Medici: Master of Florence is the kind of EU transnational production we may not see much more of in the future. The majority of key actors are British; most of the rest of the production people Italian. It´s quite trashy but also sumptuous and glamorous. Richard Madden is very pretty in it. And it was lovely to see Steve Waddington as a horny bishop, Frances Berber, Brian Cox and even Dusting Hoffman in smaller roles. Ostensibly a huge hit in Italy.
Late Night
It was amateurish and inept.
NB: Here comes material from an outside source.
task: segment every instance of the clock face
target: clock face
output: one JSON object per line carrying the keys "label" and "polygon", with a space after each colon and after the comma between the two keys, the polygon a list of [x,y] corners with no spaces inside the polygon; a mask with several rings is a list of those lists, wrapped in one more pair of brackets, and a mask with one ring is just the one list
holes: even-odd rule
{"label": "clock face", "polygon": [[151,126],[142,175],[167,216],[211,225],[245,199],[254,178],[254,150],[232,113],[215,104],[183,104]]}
All good intentions, feminist rah rah, but terribly done. Not a good laugh in it, and overly sentimental. Worth seeing only for Emma Thompson, who is fabulousl.
I didn´t even know this graphic novel existed. It´s fab.
Everyone´s been saying Dark Phoenix is terrible but I wanted to see for myself. Everyone is right. A director who gets this budget and this cast and comes out with only this movie doesn´t deserve to make another one. Jessica Chastain is the only actor who makes an impression.